The US Republican Party Hates Science

Michele Bachmann’s easily one of the GOP’s most prominent candidates. She also has scientific views from the 15th century, claiming both earthquake ’11 and Irene were divine warnings. That’s insane. She’s not alone. And that’s absolutely terrifying.

Let me be clear up front. To be a Republican is not to be a philistine, or against science by default. There are conservatives across every field of every science, and I mean no indictment against them, because there’s no grounds for one. There are plenty of doctors and scientists who also vote GOP. But as an institution, the Republican Party of today is determined to subvert the progress of science, to subordinate it to the interest of shareholders instead of the brilliance of researchers.

Bachmann’s disaster bleating was frantic and crazy, yes:

“I don’t know how much God has to do to get the attention of the politicians. We’ve had an earthquake; we’ve had a hurricane. He said, ‘Are you going to start listening to me here?’”

But it’s also vehemently anti-scientific. Hurricanes and earthquakes are phenomena of the natural world. We don’t always predict them correctly, but we sure as hell understand why they happen. And it isn’t to terrify Congress.

Michele’s anti-empirical claims — that’s she’ll magically make gas cost $US2 a gallon, that global warming is based on “manufactured science”, “all voodoo, nonsense, hokum, a hoax”, that “carbon dioxide is not a harmful gas”, her Dark Ages, fingers-in-ears opposition to evolution — aren’t the exception. Bachmann isn’t a beastly deviant — she’s just a well-pedicured emblem of Republican anti-scientism.

Bachmann’s easy to eviscerate — and laugh off — on The Daily Show, but it’s also the case, almost without exception, across the fleet of 2012 GOP contenders. fellow Republican contenders are just as dead set against science. Perry, Romney, Santorum, Bachmann, Gingrich, Paul, Cain — almost all denounce climate change, the existence of the EPA, and the veracity of evolution. Perry’s described climate change as a fraud perpetrated by “a substantial number of scientists who have manipulated data”. Santorum says pinning warming on humankind is “patently absurd”. Paul’s stated he doesn’t “accept evolution as a theory”. Bachmann, Paul, and Santorum all openly support creationism in schools, with Romney and Gingrich taking ambiguous hybrid views on evolution. If one of them is elected president next year — and that could certainly happen, with much of the country soured on Obama — anti-scientific policies could make the hop from debate podiums to legislation.
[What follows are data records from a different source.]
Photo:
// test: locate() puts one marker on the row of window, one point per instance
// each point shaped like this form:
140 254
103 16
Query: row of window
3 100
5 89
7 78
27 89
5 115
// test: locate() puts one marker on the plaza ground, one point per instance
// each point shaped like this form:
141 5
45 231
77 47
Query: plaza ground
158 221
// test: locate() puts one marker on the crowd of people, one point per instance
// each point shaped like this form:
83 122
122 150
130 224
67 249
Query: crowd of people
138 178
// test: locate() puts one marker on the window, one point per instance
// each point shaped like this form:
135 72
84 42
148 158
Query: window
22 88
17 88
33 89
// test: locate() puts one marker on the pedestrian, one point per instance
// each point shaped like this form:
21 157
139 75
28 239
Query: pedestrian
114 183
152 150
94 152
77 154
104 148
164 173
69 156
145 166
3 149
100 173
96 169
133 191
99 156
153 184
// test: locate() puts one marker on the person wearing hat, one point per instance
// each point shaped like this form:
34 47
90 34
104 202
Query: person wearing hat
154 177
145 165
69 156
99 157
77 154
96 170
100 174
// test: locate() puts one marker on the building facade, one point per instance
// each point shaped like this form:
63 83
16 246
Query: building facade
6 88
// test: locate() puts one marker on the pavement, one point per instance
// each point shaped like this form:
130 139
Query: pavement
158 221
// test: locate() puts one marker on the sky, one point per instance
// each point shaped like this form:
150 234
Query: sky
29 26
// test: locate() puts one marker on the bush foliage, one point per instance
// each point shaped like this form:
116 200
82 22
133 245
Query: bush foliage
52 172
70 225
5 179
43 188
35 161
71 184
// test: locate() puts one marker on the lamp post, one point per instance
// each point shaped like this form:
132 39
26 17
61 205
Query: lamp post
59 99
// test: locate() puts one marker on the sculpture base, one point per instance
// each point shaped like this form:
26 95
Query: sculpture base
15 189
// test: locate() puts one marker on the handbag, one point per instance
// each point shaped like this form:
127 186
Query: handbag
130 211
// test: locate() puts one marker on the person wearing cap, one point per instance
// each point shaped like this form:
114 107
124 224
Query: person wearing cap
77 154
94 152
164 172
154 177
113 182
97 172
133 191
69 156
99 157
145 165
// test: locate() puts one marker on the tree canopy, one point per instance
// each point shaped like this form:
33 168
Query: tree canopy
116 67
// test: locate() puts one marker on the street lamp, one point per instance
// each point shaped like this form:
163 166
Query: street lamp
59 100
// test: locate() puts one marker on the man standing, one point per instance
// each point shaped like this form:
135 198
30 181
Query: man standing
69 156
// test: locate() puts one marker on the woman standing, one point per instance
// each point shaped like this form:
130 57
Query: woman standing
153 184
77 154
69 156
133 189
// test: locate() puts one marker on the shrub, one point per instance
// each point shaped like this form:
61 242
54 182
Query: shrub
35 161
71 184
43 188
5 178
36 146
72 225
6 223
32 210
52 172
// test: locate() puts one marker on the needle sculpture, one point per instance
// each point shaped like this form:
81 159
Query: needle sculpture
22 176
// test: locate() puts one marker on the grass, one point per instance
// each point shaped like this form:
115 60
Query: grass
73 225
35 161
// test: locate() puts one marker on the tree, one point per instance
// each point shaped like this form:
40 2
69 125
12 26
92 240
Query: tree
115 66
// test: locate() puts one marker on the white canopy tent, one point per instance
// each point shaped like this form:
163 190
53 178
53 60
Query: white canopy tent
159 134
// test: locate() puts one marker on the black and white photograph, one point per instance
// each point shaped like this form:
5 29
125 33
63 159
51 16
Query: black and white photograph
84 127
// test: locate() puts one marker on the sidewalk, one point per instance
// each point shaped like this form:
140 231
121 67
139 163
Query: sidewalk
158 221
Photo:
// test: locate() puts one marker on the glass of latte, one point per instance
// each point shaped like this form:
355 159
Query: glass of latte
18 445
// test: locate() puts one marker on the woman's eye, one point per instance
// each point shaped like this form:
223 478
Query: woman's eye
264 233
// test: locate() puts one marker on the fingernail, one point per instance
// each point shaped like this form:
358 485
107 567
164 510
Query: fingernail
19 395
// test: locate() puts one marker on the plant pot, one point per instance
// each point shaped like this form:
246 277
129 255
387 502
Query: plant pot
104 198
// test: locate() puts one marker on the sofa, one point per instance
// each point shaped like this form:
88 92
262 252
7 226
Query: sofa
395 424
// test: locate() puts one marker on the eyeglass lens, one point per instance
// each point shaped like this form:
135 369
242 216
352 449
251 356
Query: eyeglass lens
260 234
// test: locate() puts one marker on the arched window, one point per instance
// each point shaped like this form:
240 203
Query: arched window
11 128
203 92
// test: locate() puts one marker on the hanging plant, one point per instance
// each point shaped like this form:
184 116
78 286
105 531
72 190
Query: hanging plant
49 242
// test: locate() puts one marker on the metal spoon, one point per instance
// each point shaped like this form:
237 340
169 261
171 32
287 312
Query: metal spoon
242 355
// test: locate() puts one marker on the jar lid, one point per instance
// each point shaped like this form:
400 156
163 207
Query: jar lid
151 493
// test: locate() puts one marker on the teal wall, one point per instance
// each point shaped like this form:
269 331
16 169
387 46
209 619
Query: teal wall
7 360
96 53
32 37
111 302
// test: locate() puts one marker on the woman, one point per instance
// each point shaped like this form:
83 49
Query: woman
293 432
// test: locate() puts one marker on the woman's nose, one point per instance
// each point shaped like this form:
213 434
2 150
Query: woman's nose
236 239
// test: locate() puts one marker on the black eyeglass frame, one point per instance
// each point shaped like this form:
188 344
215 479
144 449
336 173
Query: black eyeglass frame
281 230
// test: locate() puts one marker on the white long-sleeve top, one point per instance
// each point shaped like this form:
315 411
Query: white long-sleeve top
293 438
One of the two viable political parties in the United States has an institutional agenda against scientific fact. That’s very bad.

The GOP’s refusal to believe the world’s smartest people isn’t accidental. It’s smart strategy. As the party of business, the GOP has to oppose scientific findings that threaten business. That means denying climate change — because the reform to fix it would cost corporations money. That means pushing for the abolition of the EPA — because environmental regulations cost corporations money. In order to fight for a society in which smokestacks flow freely and all slimy shit in christendom can be dumped into lakes, the science that says these things are bad and dangerous has to be suppressed. Or at least opposed and dismissed. It’s a typical tactic across the GOP gamut, to wave off science as silly, contrived, made-up, voodoo and various other demeaning adjectives. It’s been this way for decades, but with the infiltration of Tea Party loons like Bachmann, the blinders are strapped on extra tight–and non-business worm-cans like creationism are popped open too.

By not having to take an issue seriously, the GOP can remain unengaged with the empirical world. It doesn’t have to refute decades of research, scientific journals, virtually all of western academia, and other trivialities. It can just say, Oh whatever, that’s a laugh! and move on.

The NYT’s Paul Krugman notes that the problem’s gotten so bad, even some Republicans are admitting it. Jon Huntsman doesn’t have a chance in hell of being our next president, but he had the balls to not tow the GOP’s oil-coated line of ignorance; he’s not afraid to acknowledge that evolution is real, that global warming is scientific fact.

According to Gallup, he’s now polling at 1 per cent.